For Hamas, the war’s anniversary has kind of been overshadowed by the Gulf diplomatic crisis. Hamas has long had good relations with Qatar, relations that really kept Hamas viable after its stance on the Syrian civil war and Bashar al-Assad cost it Iranian support (which has largely been restored) back in 2012. In fact, it wouldn’t be surprising if Hamas’s recent warming with Iran contributed to Riyadh’s move against Qatar (it’s also likely going to worsen Hamas’s already tenuous relationship with Egypt). The Qataris had quietly begun moving Hamas out before things went crazy, but now that effort will probably speed up in order to appease the Saudis.


The Huffington Post has a new batch of leaked emails from UAE ambassador Yousef al-Otaiba, in which he denigrates Donald Trump:

At 9:12 p.m. on election night, as Trump’s odds of a win dramatically increased, Rob Malley, the top official for the Middle East in the Obama White House, wrote to Otaiba.

“You got room for me in Abu Dhabi?” Malley wrote, referring to the Emirates’ capital city.

“This isn’t funny. How/why is this happening??” Otaiba responded. “On what planet can trump be a president??”

Well, he ain’t wrong there. There’s more:

Otaiba seemed more dismissive of Trump in an email exchange from earlier in 2016, between the ambassador and Fox News personality Judith Miller.

The ambassador wrote to Miller, a former New York Times reporter, on May 9, 2016, after she appears to have sent him tweets from a Saudi whistleblower account that seemed to have disparaged Otaiba’s boss, Emirates Crown Prince Muhammed bin Zayed.

“The 7 minutes I spent reading this was the equivalent of watching 7 minutes of donald trump. A waste of my time,” Otaiba said.

The ambassador also joked about Trump, then a presidential candidate, with Chris Schroeder, an entrepreneur who worked for President George H.W. Bush. In a Jan. 26, 2016, conversation about different conferences in the UAE and the U.S., Otaiba wrote, “The government summit is big deal. In trump’s words, its uge!”

Maybe this guy’s not so bad. Huffington’s Akbar Shahid Ahmed seems to think these emails could cause Trump and his fragile ego to turn against the UAE and the anti-Qatar effort, but I think all that Saudi fluffing is still too fresh in his mind.


The World Health Organization says that three Saudi hospitals have reported outbreaks of the potentially fatal Middle East Respiratory Syndrome (MERS) since late April. The MERS virus is related to the virus that causes SARS and is believed to be transmitted by camels. It has killed almost 700 people since 2012.


Tehran has informed the International Atomic Energy Agency that it will ship 20 metric tons of heavy water out of the country to remain in compliance with the terms of the Iran nuclear deal. The most recent IAEA report on Iran’s compliance noted that it was approaching its allowed limit for heavy water, so this is not a surprise. Iran wants to find buyers for its surplus heavy water, but ships excess to Oman for storage unless and until it can find some.

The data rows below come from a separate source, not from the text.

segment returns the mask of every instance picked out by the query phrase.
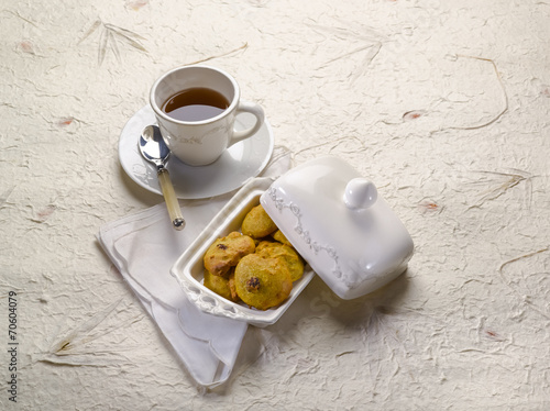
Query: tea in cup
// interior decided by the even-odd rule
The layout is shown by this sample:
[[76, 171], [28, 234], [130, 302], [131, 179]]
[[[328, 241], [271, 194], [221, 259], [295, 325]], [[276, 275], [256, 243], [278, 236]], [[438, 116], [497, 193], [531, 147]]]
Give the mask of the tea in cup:
[[[151, 88], [150, 103], [166, 145], [190, 166], [216, 162], [264, 122], [258, 104], [240, 101], [235, 79], [210, 66], [183, 66], [164, 74]], [[243, 112], [256, 121], [252, 127], [235, 130], [235, 118]]]

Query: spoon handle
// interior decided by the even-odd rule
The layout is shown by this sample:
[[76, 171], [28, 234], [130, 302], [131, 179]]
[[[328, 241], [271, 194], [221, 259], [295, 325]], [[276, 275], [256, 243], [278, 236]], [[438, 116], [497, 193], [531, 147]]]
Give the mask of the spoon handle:
[[164, 200], [166, 201], [166, 208], [168, 209], [172, 225], [176, 230], [183, 230], [185, 226], [185, 220], [182, 215], [176, 192], [174, 191], [174, 186], [172, 185], [170, 176], [166, 168], [158, 170], [158, 182], [161, 184], [161, 190], [163, 191]]

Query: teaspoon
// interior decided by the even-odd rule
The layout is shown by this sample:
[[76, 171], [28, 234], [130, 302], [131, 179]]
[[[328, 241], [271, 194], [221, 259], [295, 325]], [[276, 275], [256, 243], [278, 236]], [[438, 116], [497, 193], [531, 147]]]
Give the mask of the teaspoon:
[[158, 126], [147, 125], [143, 129], [140, 136], [140, 152], [147, 162], [151, 162], [156, 166], [161, 191], [163, 192], [164, 200], [166, 201], [166, 208], [168, 209], [172, 225], [176, 230], [183, 230], [185, 226], [185, 220], [177, 202], [176, 192], [174, 191], [168, 169], [166, 168], [170, 151], [166, 146]]

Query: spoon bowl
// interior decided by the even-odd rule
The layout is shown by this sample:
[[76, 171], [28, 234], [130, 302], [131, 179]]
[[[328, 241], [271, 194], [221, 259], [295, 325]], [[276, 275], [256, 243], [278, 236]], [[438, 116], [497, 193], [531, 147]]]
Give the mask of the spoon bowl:
[[166, 208], [168, 209], [172, 225], [176, 230], [183, 230], [185, 226], [185, 220], [182, 215], [179, 203], [177, 202], [176, 192], [174, 191], [168, 169], [166, 168], [170, 151], [166, 146], [158, 126], [147, 125], [143, 129], [139, 146], [143, 158], [154, 164], [156, 167], [156, 175], [161, 185], [161, 191], [163, 192], [164, 200], [166, 201]]

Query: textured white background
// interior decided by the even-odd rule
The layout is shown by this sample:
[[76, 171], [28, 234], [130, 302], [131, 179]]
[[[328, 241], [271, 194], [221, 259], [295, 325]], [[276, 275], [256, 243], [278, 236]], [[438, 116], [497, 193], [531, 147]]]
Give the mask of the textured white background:
[[[0, 18], [2, 410], [550, 408], [548, 0], [3, 0]], [[416, 244], [374, 295], [315, 279], [215, 391], [95, 240], [162, 201], [124, 175], [119, 134], [157, 76], [204, 60], [296, 164], [372, 178]]]

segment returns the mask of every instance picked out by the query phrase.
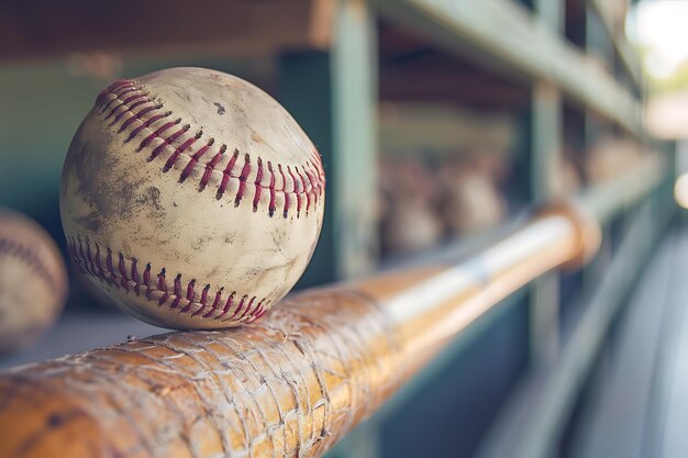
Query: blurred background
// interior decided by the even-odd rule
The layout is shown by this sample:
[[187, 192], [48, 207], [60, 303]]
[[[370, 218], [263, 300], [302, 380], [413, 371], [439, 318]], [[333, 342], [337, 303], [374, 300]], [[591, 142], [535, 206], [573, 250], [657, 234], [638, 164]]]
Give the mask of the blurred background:
[[[80, 121], [111, 81], [174, 66], [256, 83], [323, 155], [298, 288], [478, 250], [633, 170], [602, 198], [650, 189], [603, 222], [589, 266], [509, 297], [331, 457], [688, 456], [688, 2], [2, 1], [0, 205], [64, 250]], [[70, 278], [59, 323], [0, 367], [162, 331]]]

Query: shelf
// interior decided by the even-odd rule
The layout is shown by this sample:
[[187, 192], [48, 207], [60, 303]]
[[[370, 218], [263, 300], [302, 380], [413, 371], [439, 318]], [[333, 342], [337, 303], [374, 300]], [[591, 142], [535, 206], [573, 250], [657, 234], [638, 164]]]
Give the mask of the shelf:
[[376, 0], [384, 16], [499, 71], [561, 88], [635, 135], [639, 101], [592, 59], [507, 0]]
[[[0, 62], [88, 52], [255, 55], [325, 48], [332, 2], [182, 0], [10, 2], [0, 5]], [[212, 13], [209, 10], [212, 10]]]
[[617, 54], [621, 58], [621, 63], [628, 70], [629, 75], [633, 79], [633, 82], [637, 88], [643, 88], [643, 72], [641, 69], [640, 62], [635, 54], [633, 53], [633, 48], [631, 44], [625, 37], [623, 31], [619, 31], [614, 24], [613, 12], [611, 11], [611, 4], [608, 0], [588, 0], [592, 9], [597, 12], [597, 14], [602, 20], [604, 24], [604, 29], [607, 29], [607, 33], [611, 38], [611, 42], [617, 49]]

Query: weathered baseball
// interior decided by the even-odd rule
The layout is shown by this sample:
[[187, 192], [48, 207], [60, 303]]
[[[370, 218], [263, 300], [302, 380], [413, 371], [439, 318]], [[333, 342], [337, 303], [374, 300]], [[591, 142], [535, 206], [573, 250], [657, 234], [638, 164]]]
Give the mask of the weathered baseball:
[[35, 343], [67, 297], [65, 262], [47, 233], [0, 209], [0, 353]]
[[63, 169], [71, 258], [125, 312], [174, 328], [252, 322], [322, 225], [320, 155], [257, 87], [173, 68], [103, 90]]

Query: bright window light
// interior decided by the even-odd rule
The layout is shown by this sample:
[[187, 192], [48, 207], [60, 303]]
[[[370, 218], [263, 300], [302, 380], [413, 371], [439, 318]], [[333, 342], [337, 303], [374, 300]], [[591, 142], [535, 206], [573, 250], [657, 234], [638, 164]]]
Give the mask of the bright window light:
[[684, 209], [688, 209], [688, 174], [683, 174], [674, 185], [674, 199]]
[[647, 71], [668, 78], [688, 62], [688, 1], [641, 1], [626, 19], [626, 35], [647, 53]]

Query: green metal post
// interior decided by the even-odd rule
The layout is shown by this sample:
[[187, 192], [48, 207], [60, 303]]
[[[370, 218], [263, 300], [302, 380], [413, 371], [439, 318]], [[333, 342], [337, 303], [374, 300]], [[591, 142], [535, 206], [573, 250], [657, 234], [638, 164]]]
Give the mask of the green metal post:
[[363, 0], [339, 0], [326, 52], [285, 54], [279, 98], [323, 156], [325, 221], [302, 287], [351, 278], [377, 261], [377, 42]]

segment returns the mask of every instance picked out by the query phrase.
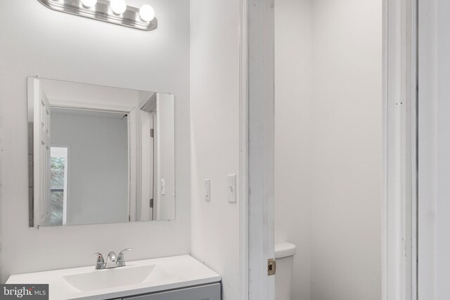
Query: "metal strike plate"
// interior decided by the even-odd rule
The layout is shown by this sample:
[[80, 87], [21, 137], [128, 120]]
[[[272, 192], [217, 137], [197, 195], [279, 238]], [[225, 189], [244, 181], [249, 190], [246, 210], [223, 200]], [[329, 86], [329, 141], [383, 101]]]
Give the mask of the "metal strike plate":
[[270, 259], [267, 260], [267, 275], [275, 275], [276, 273], [276, 261], [275, 259]]

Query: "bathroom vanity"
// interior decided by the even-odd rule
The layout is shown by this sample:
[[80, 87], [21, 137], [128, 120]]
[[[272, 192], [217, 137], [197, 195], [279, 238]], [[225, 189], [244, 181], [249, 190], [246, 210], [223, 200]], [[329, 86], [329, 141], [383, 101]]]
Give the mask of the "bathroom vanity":
[[13, 275], [6, 283], [47, 283], [51, 300], [221, 299], [221, 277], [189, 255]]

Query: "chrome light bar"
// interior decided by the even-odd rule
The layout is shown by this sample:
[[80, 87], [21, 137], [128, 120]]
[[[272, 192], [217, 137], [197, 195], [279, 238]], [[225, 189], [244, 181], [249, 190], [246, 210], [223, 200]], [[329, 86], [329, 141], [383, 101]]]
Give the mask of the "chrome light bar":
[[156, 18], [146, 22], [141, 18], [139, 9], [127, 6], [127, 10], [120, 15], [115, 14], [110, 1], [98, 0], [91, 7], [86, 7], [81, 0], [37, 0], [49, 8], [81, 17], [98, 20], [118, 25], [127, 26], [141, 30], [153, 30], [158, 27]]

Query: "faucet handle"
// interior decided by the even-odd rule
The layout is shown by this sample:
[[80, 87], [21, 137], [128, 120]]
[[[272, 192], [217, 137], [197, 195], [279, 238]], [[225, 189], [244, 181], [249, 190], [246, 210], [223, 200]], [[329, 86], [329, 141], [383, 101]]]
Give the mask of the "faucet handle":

On the Qatar front, there seems to be a lively debate in Tehran about whether to just point and laugh at all this GCC dysfunction or to step in and try to take advantage of the situation by throwing Qatar a lifeline. At this point the hardliners seem to be in the “point and laugh” camp, so that’s probably where Iran will remain for now. They’ve already offered to help Qatar import food, but I suspect that’s as much to jerk the Saudis around as to genuinely aid the Qataris.